D’après l’Institut de droit européen des droits de l'homme, les travaux sur la législation en matière de violence à l’égard des femmes ont débuté en 2000. Vers la même époque, le Kazakhstan a signé un certain nombre de conventions internationales ou y a adhéré : la Convention sur l’élimination de toutes les formes de discrimination à l’égard des femmes (adhésion le 26 août 1998), la Convention internationale sur l’élimination de toutes les formes de discrimination raciale (adhésion le 26 août 1998), la Convention contre la torture et autres peines ou traitements cruels, inhumains ou dégradants (adhésion le 26 août 1998), le Pacte international relatif aux droits civils et politiques (signature le 2 décembre 2003), le Pacte international relatif aux droits économiques, sociaux et culturels (signature le 2 décembre 2003). Voir : Réponse de l’Institut de droit européen des droits de l'homme de février 2010 ; Kazakhstan - traités internationaux (en anglais), StopVAW, The Advocates for Human Rights.

Depuis l’année 2000, la République du Kazakhstan a rédigé un plan national pour l’amélioration du statut des femmes et l’égalité des sexes pour la période 2006-2016 et s’est jointe à la campagne du Secrétaire général des Nations Unies : Dites NON - Tous UNiS pour mettre fin à la violence contre les femmes. Le Kazakhstan a également travaillé en collaboration avec des organisations internationales, dont le Fonds des Nations Unies pour la Population (FNUAP), le Fonds de Développement des Nations Unies pour les Femmes (UNIFEM), et l’Organisation pour la sécurité et la coopération en Europe (OSCE). Voir la réponse de l’Institut de droit européen des droits de l'homme de février 2010.
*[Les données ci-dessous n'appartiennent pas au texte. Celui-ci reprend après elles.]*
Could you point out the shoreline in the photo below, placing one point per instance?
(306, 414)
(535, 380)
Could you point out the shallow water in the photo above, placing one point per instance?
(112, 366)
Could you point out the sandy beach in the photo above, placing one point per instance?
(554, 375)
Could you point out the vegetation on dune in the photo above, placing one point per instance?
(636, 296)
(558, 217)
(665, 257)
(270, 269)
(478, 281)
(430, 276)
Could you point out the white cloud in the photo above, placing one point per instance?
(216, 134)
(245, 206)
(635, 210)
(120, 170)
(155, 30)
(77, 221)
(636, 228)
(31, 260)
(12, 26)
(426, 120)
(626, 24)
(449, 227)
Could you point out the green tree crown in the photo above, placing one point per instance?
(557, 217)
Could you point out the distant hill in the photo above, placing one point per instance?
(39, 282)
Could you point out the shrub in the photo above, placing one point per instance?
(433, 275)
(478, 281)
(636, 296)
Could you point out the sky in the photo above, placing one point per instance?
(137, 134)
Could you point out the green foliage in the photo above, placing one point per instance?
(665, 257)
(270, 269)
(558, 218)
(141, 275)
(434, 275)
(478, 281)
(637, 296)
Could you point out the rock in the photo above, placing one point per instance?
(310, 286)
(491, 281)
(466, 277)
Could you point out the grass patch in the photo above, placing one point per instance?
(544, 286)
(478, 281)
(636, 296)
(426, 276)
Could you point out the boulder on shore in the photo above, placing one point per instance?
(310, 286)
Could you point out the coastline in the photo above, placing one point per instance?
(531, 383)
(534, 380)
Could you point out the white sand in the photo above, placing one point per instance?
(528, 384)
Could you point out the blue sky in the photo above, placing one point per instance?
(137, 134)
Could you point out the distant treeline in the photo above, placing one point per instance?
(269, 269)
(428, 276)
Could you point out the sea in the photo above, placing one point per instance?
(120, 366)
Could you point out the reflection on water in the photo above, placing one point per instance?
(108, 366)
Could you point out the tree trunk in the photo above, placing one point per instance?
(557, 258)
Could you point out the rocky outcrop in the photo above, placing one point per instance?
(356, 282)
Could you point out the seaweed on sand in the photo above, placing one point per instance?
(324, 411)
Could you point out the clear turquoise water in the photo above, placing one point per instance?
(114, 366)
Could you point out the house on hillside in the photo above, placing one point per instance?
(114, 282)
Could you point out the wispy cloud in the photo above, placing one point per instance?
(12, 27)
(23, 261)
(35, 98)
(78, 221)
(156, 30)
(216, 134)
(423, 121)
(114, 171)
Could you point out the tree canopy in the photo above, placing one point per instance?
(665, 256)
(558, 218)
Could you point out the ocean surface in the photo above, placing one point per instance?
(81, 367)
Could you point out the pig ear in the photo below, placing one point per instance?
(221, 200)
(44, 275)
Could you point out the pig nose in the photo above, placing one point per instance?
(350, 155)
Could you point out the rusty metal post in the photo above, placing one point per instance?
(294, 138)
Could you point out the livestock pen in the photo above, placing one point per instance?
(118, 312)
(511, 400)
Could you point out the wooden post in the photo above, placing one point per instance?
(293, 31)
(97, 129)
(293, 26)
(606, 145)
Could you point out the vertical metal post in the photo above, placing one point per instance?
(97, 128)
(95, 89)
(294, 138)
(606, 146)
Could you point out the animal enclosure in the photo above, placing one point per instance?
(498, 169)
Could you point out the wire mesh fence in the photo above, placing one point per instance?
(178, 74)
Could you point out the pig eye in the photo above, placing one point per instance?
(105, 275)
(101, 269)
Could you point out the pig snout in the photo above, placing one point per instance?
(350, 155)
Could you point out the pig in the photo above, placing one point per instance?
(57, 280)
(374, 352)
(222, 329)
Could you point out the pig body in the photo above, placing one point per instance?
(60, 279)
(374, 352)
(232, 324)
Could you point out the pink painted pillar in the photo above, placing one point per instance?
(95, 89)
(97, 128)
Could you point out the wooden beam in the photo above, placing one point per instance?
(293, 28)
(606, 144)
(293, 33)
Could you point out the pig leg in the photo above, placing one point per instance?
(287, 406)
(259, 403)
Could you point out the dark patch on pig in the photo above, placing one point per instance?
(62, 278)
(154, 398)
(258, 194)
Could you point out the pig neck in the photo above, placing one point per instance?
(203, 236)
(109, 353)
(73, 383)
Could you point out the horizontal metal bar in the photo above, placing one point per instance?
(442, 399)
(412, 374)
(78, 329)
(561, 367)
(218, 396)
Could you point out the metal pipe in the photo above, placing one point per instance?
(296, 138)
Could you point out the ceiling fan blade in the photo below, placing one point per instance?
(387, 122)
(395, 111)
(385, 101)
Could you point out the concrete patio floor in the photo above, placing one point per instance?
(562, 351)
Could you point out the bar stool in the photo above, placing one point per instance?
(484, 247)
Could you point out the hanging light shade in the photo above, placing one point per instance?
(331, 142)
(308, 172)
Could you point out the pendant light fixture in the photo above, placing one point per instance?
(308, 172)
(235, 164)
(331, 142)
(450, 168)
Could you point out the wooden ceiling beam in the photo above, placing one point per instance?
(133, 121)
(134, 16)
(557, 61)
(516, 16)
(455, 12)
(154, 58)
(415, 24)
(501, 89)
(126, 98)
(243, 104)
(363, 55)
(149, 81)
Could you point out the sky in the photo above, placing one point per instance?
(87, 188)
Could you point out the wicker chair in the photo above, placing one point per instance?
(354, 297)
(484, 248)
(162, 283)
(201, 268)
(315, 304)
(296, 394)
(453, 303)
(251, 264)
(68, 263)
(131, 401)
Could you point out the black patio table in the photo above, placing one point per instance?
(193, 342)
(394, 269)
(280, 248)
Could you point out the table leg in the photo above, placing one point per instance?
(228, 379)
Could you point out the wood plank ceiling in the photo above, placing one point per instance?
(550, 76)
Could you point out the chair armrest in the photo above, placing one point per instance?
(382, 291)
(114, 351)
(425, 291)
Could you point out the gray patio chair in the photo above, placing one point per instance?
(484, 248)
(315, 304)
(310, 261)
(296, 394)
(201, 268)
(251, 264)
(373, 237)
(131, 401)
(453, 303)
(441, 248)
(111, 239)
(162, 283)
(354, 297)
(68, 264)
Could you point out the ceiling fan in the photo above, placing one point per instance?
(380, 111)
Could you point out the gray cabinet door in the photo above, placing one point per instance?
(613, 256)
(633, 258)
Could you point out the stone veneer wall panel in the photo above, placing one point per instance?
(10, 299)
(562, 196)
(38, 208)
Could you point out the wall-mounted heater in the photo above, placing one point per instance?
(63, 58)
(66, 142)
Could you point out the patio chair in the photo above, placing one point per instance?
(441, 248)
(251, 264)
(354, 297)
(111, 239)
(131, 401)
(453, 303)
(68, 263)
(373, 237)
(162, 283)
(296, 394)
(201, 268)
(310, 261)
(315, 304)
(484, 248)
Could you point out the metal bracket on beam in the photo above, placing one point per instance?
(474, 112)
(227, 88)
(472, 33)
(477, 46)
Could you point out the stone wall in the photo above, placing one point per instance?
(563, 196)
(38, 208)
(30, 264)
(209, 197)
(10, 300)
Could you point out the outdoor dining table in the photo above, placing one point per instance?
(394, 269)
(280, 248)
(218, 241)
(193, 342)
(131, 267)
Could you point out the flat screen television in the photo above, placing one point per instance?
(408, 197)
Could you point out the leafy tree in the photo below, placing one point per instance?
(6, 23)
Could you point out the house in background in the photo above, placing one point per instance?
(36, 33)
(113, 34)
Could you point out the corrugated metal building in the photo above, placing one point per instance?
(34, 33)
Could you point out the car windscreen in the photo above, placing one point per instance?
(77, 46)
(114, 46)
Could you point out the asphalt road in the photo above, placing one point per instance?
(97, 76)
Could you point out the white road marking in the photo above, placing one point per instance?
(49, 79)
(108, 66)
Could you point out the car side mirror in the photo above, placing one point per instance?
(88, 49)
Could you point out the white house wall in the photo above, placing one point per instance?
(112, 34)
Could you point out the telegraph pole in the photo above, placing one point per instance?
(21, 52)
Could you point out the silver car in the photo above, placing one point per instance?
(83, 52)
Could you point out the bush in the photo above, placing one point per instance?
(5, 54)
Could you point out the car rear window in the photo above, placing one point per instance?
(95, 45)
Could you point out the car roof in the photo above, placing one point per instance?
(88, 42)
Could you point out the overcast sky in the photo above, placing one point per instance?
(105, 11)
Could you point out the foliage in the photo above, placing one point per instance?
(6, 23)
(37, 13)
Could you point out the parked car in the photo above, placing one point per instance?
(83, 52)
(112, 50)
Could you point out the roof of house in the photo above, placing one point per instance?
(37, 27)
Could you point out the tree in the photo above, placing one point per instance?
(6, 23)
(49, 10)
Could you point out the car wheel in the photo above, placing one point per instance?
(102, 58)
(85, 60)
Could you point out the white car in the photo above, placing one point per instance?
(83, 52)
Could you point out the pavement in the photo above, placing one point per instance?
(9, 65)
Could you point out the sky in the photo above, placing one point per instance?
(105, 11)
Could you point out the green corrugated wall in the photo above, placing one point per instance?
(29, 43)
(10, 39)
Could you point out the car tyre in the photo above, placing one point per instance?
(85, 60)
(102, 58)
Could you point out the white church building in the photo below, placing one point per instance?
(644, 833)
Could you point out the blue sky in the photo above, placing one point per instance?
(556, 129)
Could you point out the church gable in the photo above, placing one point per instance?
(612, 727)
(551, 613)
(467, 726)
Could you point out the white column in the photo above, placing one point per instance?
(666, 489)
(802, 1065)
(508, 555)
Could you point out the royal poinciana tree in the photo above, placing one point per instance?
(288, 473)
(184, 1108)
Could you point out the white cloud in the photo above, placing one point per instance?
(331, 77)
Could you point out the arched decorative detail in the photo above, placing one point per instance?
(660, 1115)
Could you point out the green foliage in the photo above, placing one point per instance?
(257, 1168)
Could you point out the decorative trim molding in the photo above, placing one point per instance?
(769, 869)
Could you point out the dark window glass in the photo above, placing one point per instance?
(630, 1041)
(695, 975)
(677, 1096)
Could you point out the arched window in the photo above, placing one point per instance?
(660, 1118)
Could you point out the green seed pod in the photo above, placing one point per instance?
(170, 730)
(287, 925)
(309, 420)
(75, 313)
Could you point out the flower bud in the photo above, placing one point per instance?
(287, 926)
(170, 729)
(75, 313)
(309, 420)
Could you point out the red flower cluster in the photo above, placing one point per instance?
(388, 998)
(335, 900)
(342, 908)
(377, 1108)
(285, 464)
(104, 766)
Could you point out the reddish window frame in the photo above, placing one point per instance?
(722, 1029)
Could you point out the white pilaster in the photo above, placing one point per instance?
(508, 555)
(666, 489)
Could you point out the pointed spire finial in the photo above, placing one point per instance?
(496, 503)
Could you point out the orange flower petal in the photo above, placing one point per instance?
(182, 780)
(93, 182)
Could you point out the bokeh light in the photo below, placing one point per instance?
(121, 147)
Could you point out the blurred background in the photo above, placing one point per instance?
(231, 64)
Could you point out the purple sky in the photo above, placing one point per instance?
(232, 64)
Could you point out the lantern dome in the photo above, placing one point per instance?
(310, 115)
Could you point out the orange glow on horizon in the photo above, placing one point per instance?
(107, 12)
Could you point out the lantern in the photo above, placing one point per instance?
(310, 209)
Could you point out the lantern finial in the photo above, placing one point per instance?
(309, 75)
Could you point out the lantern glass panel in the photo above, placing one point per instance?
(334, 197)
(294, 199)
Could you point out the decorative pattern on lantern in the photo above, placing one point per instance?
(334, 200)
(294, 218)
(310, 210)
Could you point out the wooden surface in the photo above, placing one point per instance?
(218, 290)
En août 2008, l’ONG The Advocates for Human Rights a été invitée par le Bureau régional de l’UNIFEM à Almaty (Kazakhstan) à examiner le texte de l’avant-projet de loi relative à la violence familiale. En mai 2009, le Bureau des institutions démocratiques et des droits de l’homme de l’OSCE (OSCE/BIDDH, en anglais) à Varsovie (Pologne) lui adressait la même invitation. En juin 2009, l’OSCE/BIDDH a organisé des réunions avec les membres du Parlement et des représentants d’ONG de femmes à Astana (Kazakhstan). Les représentants de The Advocates se sont rendus à Astana pour assister à ces réunions où était discuté l’avant-projet de loi. Les conclusions finales de l’OSCE/BIDDH ont été publiées le 27 octobre 2009. Il restait bien quelques sujets d’inquiétude, mais la loi avait été améliorée avec le retrait de la « notification officielle » de l’inadmissibilité de la violence familiale, et avec l’allongement de la durée des ordonnances de protection de 5 à 30 jours sous réserve d’une demande adressée au procureur. Le 5 décembre 2009, le président du Kazakhstan a signé la Loi relative à la prévention de la violence familiale et la Loi relative aux amendements à certains textes législatifs du Kazakhstan sur les questions de prévention de la violence familiale. Voir les commentaires sur l’avant-projet de loi du Kazakhstan sur la lutte contre la violence familiale (en anglais), StopVAW, The Advocates for Human Rights, 22 mai 2009.